На утро, перед тем как уйти, Вольфганг протянул отцу свою запись и, хитро усмехаясь, сказал:
— Отец, этот подарок мы пошлем нашей Наннерль… Она будет первым человеком после папы, имеющим ноты Аллегри.
Взглянув на ноты, отец присел. Перед ним была точная, нота в ноту, запись слышанного вчера сложного многоголосного произведения композитора Аллегри.
— Это не может быть, это не может быть… — растерянно шептал старик.
Не понимая, что он делает, и не думая о последствиях, Леопольд схватил ноты и быстро выбежал на улицу, увлекая за собой и сына. Через полчаса он был уже в Ватикане у своего приятеля, певчего капеллы, Кристофори.
— Скажите, Кристофори, верно ли все это? Не чудо ли это?
И когда Вольфганг сыграл перед Кристофори то произведение, в котором певчий вчера сам участвовал, Кристофори чуть не упал со стула.
— Об этом надо доложить папе! — пробормотал он.
И неизвестно, что скрывалось под этими словами: угроза или ожидание награды.
Когда Вольфганг вскоре после этого выступил перед римским папой, повторил перед ним музыку Аллегри и сыграл свои собственные импровизации, папа сказал своим кардиналам:
— Не наказать, а наградить мы должны этот талант!
И он пожаловал Вольфгангу орден рыцаря золотой шпоры, высшую награду, которую до него получил лишь знаменитый композитор Глюк.
С красной ленточкой и с орденом, болтающимся на груди, предстал юный Моцарт в Неаполе на концерте пред учениками консерватории. Необыкновенная для того времени техника, необычайная мелодичность и звучность игры Моцарта привели неаполитанцев в неописуемое изумление. Слушателям была непонятна эта сила в мальчугане. И когда один из них заметил на пальце играющего музыканта большое кольцо, суеверный неаполитанец решил, что вся сила Моцарта — в этом кольце.

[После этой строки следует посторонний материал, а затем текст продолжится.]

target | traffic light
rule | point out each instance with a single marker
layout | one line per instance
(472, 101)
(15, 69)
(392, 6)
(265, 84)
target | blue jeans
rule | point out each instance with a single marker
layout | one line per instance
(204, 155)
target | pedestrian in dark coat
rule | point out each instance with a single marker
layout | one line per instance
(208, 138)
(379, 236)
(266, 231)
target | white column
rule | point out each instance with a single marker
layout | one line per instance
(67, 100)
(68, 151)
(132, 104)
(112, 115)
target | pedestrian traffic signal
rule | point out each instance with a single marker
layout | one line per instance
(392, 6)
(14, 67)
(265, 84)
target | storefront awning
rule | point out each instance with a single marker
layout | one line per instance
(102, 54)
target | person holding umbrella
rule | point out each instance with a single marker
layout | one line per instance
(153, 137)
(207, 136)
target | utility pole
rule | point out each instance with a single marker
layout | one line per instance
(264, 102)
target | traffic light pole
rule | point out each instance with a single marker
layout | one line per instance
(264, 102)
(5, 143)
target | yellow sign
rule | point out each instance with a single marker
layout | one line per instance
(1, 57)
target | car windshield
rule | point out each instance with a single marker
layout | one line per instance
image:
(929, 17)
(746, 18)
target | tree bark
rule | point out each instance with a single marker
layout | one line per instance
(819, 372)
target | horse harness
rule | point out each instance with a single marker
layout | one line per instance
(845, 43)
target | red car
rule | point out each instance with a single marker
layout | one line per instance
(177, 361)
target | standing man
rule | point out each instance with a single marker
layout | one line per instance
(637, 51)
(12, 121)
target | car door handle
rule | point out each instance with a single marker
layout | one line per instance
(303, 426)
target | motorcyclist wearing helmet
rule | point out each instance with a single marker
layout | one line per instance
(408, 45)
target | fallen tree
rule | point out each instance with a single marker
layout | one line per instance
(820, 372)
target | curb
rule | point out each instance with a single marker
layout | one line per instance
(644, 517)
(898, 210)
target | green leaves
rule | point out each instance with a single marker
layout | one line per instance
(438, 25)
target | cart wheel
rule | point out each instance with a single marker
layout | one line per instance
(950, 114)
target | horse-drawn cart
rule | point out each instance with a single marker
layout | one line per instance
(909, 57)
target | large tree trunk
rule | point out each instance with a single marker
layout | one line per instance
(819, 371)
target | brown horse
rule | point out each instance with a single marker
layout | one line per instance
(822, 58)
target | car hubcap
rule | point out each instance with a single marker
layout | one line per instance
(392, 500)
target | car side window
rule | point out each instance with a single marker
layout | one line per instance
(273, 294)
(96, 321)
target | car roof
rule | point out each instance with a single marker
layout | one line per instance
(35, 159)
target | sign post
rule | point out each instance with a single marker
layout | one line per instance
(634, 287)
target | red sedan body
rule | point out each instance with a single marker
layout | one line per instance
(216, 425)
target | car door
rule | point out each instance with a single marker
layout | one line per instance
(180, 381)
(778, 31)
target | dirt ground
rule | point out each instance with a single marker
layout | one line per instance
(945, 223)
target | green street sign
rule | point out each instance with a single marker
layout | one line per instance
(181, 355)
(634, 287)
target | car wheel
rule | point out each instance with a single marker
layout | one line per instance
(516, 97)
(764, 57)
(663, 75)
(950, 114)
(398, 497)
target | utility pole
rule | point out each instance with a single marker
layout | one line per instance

— Долой кольцо! — заревел он на всю залу.
— Долой кольцо! Долой кольцо! — в исступлении поддержали его остальные.
Моцарт спокойно снял «талисман» и продолжал играть как ни в чем не бывало. Восторгу слушателей не было предела, они вынесли мальчика из зала на руках…
В шуме, в волнениях и в тревоге итальянских дней Моцарт не забывал писать оперу, которую ему заказал Миланский театр. Она была готова, когда настал срок поездки в Милан.

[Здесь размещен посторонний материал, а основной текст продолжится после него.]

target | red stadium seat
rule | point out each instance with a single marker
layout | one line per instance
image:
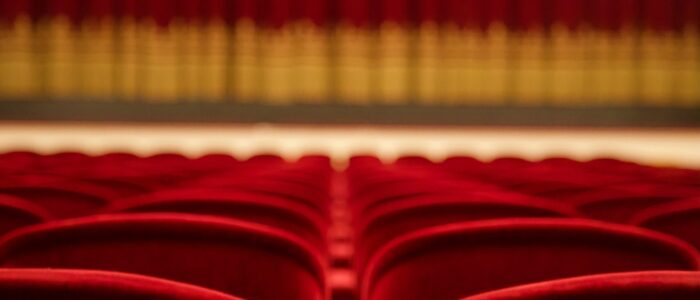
(268, 210)
(63, 199)
(393, 219)
(650, 285)
(463, 259)
(16, 213)
(295, 192)
(244, 259)
(62, 284)
(614, 205)
(679, 218)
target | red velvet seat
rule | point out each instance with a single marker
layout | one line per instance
(650, 285)
(16, 213)
(614, 205)
(679, 218)
(65, 284)
(393, 219)
(291, 191)
(244, 259)
(268, 210)
(462, 259)
(63, 199)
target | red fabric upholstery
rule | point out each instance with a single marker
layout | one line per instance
(651, 285)
(462, 259)
(62, 284)
(244, 259)
(393, 219)
(614, 205)
(16, 213)
(679, 218)
(63, 199)
(277, 212)
(294, 192)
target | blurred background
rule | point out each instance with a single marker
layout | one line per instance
(600, 65)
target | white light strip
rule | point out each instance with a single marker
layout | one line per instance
(654, 146)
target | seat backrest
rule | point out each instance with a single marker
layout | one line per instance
(614, 205)
(245, 259)
(650, 285)
(462, 259)
(268, 210)
(66, 284)
(16, 213)
(679, 218)
(393, 219)
(62, 199)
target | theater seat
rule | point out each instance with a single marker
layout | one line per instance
(277, 212)
(679, 218)
(391, 219)
(60, 198)
(616, 205)
(463, 259)
(16, 213)
(651, 285)
(64, 284)
(245, 259)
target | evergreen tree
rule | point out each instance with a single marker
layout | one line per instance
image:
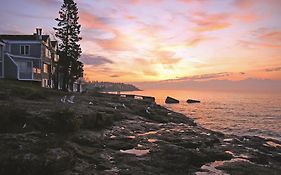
(67, 32)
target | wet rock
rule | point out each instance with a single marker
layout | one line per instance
(57, 160)
(170, 100)
(192, 101)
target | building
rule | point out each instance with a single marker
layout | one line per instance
(28, 57)
(2, 44)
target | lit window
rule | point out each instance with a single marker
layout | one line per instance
(24, 50)
(45, 68)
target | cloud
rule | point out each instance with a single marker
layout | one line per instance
(90, 21)
(115, 76)
(210, 22)
(262, 37)
(120, 42)
(95, 60)
(244, 4)
(198, 40)
(205, 76)
(274, 69)
(165, 57)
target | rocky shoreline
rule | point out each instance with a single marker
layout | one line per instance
(108, 135)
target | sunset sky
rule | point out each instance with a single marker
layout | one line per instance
(152, 40)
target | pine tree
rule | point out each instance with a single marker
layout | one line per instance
(67, 32)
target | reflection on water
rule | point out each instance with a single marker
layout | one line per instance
(232, 113)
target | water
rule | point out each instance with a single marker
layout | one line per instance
(256, 114)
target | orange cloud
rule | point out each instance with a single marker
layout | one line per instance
(210, 22)
(250, 17)
(120, 42)
(197, 40)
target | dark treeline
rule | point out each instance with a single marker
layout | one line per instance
(67, 32)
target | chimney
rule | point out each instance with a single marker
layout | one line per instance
(39, 33)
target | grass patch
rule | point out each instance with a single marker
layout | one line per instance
(12, 119)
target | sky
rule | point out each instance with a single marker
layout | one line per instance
(162, 40)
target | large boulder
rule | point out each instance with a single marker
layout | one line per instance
(171, 100)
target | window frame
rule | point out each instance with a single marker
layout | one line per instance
(26, 49)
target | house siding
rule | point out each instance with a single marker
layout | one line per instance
(35, 49)
(11, 69)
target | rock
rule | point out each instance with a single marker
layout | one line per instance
(170, 100)
(192, 101)
(57, 160)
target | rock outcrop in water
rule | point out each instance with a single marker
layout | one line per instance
(113, 135)
(170, 100)
(192, 101)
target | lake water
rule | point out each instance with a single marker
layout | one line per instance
(231, 113)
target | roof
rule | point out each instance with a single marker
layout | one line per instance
(23, 37)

В этот прославленный на весь мир своими певцами и своей музыкой город Моцарт повез свое новое произведение, большую оперу — «Митридат, царь понтийский».
— Синьора Бернаскини, — говорил Моцарт в первый же день свидания со знаменитой певицей, которая должна была петь главную партию, — мне говорили, будто вы сомневаетесь в том, я ли сочинил для вас арию из третьего акта. В таком случае только полчаса терпения…
И тут же при артистке Вольфганг записал три новых арии, одну красивее другой.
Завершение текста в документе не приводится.